A partir de ese momento, la obra de Godard y Welles, la de Pasolini y Fellini, de Kubrick y Bressane, comparten pantalla junto a otros colegas prestigiosos y no tanto, los famosos y los ignotos, que el montaje y la febril voz en off de Aniballi entrelazan como un collar de perlas infinito. La exposición crítica, teórica, tiene su lugar cuando el realizador se detiene a analizar en detalle el encuadre y disposición de cada uno de sus elementos en un fotograma de Sed de mal, pero las cavilaciones suelen escapar de los conceptos académicos para recorrer anécdotas, añoranzas, deseos y miedos mucho más íntimos. A un lento fundido encadenado que mezcla el Scottie de Vértigo con los violines fluorescentes de Busby Berkeley le sigue una reflexión sobre encierros pasados y presentes, sobre la edificación de la memoria y las obsesiones.

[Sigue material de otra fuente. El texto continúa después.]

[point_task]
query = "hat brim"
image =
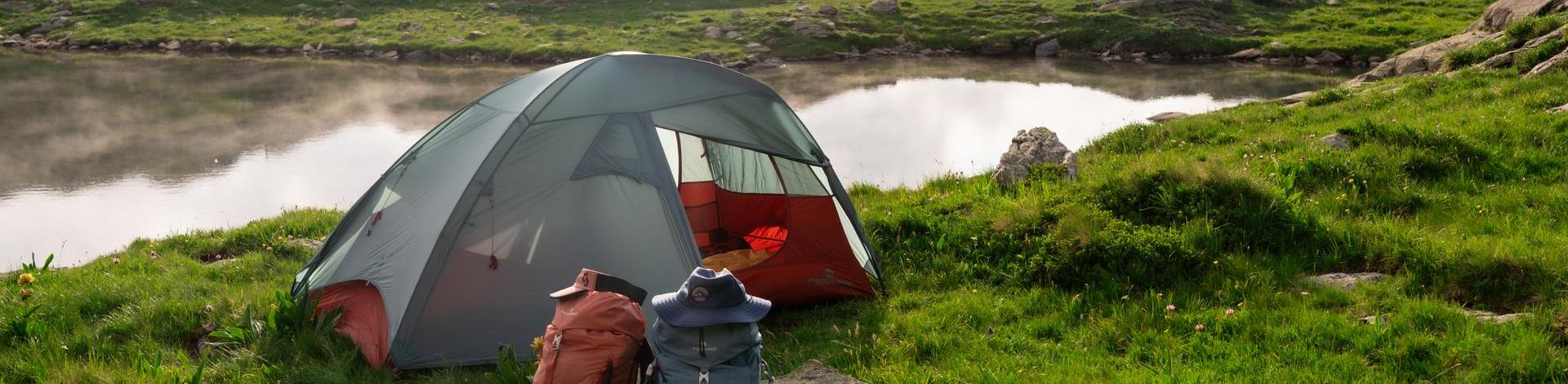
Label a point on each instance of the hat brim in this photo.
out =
(568, 292)
(676, 314)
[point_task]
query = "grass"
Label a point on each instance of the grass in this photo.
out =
(559, 30)
(1215, 215)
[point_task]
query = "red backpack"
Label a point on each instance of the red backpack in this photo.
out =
(596, 334)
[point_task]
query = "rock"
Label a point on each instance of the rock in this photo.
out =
(1247, 54)
(1484, 315)
(16, 7)
(1329, 58)
(1169, 116)
(814, 372)
(1031, 148)
(1503, 13)
(811, 29)
(1048, 49)
(1561, 60)
(1346, 281)
(1336, 141)
(883, 7)
(306, 243)
(345, 22)
(1375, 320)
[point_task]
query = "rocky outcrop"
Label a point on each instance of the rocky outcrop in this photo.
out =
(814, 372)
(1423, 60)
(1169, 116)
(1029, 150)
(1346, 281)
(1048, 49)
(1503, 13)
(1490, 25)
(1336, 141)
(883, 7)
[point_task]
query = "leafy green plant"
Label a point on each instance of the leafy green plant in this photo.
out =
(33, 266)
(22, 326)
(509, 370)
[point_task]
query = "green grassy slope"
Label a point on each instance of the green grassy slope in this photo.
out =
(554, 30)
(1457, 185)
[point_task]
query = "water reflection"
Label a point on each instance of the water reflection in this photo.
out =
(104, 150)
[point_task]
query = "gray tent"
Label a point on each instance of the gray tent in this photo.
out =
(627, 163)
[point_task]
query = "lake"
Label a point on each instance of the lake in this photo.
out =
(100, 150)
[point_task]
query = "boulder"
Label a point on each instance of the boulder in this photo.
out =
(1490, 317)
(814, 372)
(883, 7)
(1048, 49)
(1169, 116)
(1346, 281)
(1247, 54)
(1031, 148)
(1329, 58)
(345, 22)
(1424, 58)
(1336, 141)
(16, 7)
(811, 29)
(1295, 99)
(1503, 13)
(1559, 61)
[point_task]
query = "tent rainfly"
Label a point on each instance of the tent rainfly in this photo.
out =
(635, 165)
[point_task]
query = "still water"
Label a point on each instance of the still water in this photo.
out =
(98, 151)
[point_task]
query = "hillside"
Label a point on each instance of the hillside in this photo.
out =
(530, 30)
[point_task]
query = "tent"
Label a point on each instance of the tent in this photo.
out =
(627, 163)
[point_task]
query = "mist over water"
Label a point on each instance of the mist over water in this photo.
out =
(98, 151)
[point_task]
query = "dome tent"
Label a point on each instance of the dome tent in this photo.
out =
(627, 163)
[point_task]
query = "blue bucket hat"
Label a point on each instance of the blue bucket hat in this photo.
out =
(709, 298)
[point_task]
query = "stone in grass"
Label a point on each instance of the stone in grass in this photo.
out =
(1336, 141)
(814, 372)
(1490, 317)
(1031, 148)
(1346, 281)
(1169, 116)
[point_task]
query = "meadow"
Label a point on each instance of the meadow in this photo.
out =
(1176, 252)
(565, 30)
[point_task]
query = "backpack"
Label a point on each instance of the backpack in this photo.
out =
(596, 334)
(719, 353)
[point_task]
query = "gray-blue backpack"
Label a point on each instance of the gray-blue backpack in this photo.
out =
(703, 355)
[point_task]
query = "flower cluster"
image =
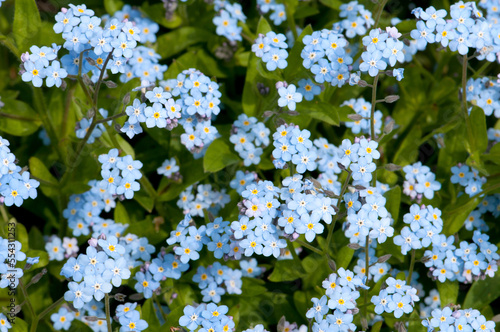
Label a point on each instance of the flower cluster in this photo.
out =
(242, 180)
(62, 319)
(382, 49)
(359, 158)
(425, 224)
(278, 13)
(289, 96)
(467, 29)
(468, 178)
(397, 298)
(272, 49)
(342, 291)
(15, 182)
(293, 145)
(130, 318)
(119, 174)
(83, 212)
(169, 169)
(367, 217)
(326, 55)
(204, 198)
(217, 280)
(209, 316)
(308, 89)
(42, 64)
(95, 44)
(249, 138)
(363, 108)
(163, 113)
(448, 319)
(59, 250)
(83, 126)
(198, 98)
(357, 19)
(484, 93)
(226, 20)
(420, 181)
(447, 262)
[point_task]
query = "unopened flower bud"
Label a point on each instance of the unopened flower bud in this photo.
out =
(110, 84)
(389, 127)
(354, 246)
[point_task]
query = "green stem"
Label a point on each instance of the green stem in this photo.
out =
(310, 247)
(3, 211)
(372, 113)
(34, 324)
(412, 264)
(159, 307)
(26, 298)
(331, 227)
(465, 111)
(99, 82)
(293, 253)
(108, 314)
(367, 267)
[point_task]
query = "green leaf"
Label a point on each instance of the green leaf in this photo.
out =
(319, 110)
(121, 215)
(157, 13)
(21, 235)
(192, 172)
(113, 6)
(454, 215)
(145, 200)
(252, 287)
(448, 292)
(79, 326)
(377, 326)
(26, 24)
(218, 156)
(286, 271)
(478, 123)
(18, 118)
(335, 4)
(43, 257)
(393, 203)
(408, 148)
(149, 315)
(48, 184)
(344, 257)
(493, 155)
(295, 70)
(19, 325)
(146, 228)
(483, 292)
(251, 96)
(178, 40)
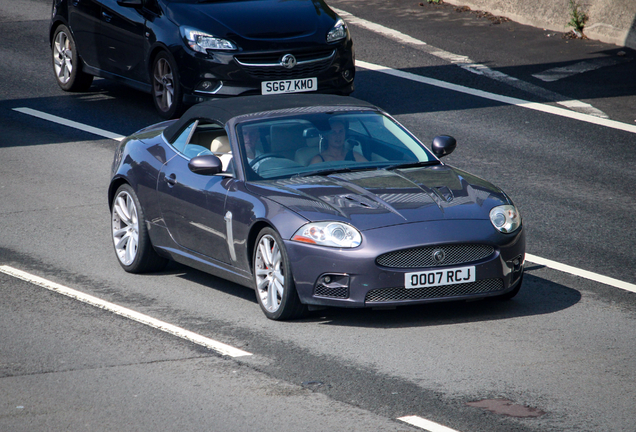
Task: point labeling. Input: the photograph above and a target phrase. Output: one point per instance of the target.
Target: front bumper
(352, 277)
(224, 75)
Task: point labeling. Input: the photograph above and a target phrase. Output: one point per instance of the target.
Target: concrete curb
(610, 21)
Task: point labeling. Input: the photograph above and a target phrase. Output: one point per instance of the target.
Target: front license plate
(439, 277)
(289, 86)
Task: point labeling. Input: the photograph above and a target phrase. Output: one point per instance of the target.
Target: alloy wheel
(63, 58)
(270, 273)
(125, 224)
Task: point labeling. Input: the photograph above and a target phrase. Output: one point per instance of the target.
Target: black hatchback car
(187, 51)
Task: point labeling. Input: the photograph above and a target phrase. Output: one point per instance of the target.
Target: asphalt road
(562, 352)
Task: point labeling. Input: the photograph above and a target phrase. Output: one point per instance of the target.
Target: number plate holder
(289, 86)
(439, 277)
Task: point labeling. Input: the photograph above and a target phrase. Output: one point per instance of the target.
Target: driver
(336, 145)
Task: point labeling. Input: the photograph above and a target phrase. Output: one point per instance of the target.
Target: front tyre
(130, 235)
(166, 90)
(66, 62)
(275, 289)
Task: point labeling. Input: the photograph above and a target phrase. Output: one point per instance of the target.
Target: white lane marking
(425, 424)
(582, 273)
(558, 73)
(70, 123)
(499, 98)
(469, 65)
(125, 312)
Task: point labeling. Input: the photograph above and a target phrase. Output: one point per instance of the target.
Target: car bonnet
(255, 19)
(377, 198)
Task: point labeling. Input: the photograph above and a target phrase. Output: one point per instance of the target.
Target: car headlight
(505, 218)
(334, 234)
(201, 42)
(339, 31)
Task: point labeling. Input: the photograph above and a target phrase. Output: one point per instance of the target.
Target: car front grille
(333, 292)
(444, 291)
(267, 67)
(424, 256)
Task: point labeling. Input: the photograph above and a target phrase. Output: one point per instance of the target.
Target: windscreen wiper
(412, 164)
(326, 172)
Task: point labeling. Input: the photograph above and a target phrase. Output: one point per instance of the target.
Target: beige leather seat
(286, 139)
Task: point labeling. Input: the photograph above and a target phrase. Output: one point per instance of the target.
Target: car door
(84, 18)
(121, 40)
(193, 205)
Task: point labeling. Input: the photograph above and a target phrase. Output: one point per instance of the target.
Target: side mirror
(130, 3)
(443, 145)
(205, 165)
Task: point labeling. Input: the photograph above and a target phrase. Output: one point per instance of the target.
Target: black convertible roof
(222, 110)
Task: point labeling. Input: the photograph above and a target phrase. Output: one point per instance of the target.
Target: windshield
(323, 143)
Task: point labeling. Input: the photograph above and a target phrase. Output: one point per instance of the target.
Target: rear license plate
(439, 277)
(289, 86)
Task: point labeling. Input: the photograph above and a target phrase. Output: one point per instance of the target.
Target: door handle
(171, 179)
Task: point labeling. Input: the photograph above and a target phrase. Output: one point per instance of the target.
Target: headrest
(221, 144)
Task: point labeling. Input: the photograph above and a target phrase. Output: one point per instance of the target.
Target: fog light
(209, 86)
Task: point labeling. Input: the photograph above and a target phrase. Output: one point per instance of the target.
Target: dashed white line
(427, 425)
(582, 273)
(69, 123)
(219, 347)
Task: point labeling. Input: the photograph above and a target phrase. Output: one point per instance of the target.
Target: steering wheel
(264, 156)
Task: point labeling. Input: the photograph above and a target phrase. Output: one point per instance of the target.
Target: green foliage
(578, 18)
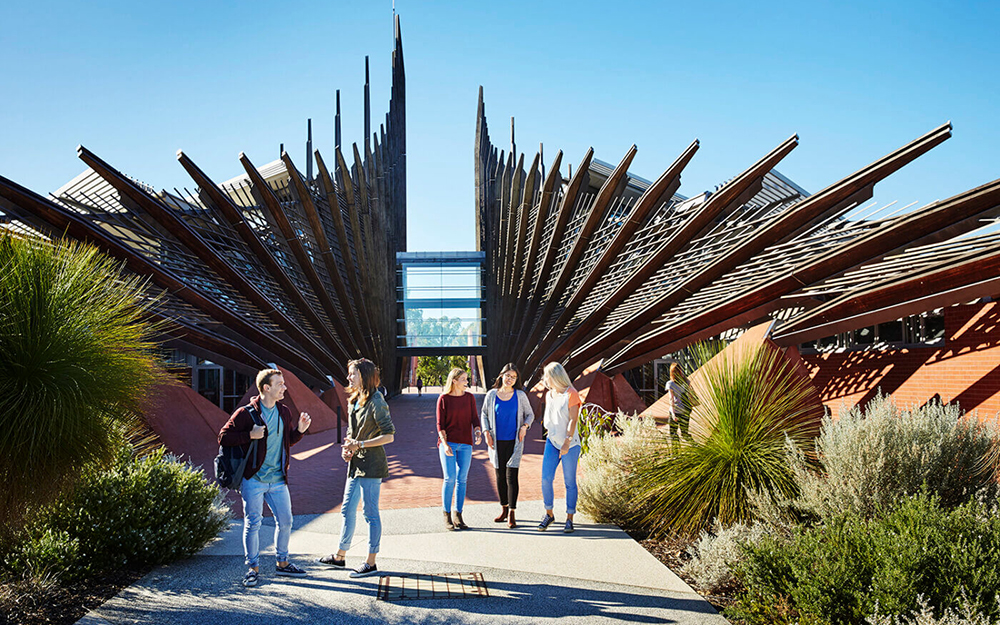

El cine del pasado adquiere así una vitalidad que excede su propio universo para empapar la existencia cotidiana, filtrándose en cada poro y recuerdo personal.
- Índia se exhibe el lunes 24 a las 14.50 en El Cultural San Martín y el martes 25 a las 13.30 en el cine Cosmos.
- Una claustrocinefilia se exhibe el martes 25 a las 15 en la Sala Leopoldo Lugones y el miércoles 26 a las 16.45 en el cine Lorca.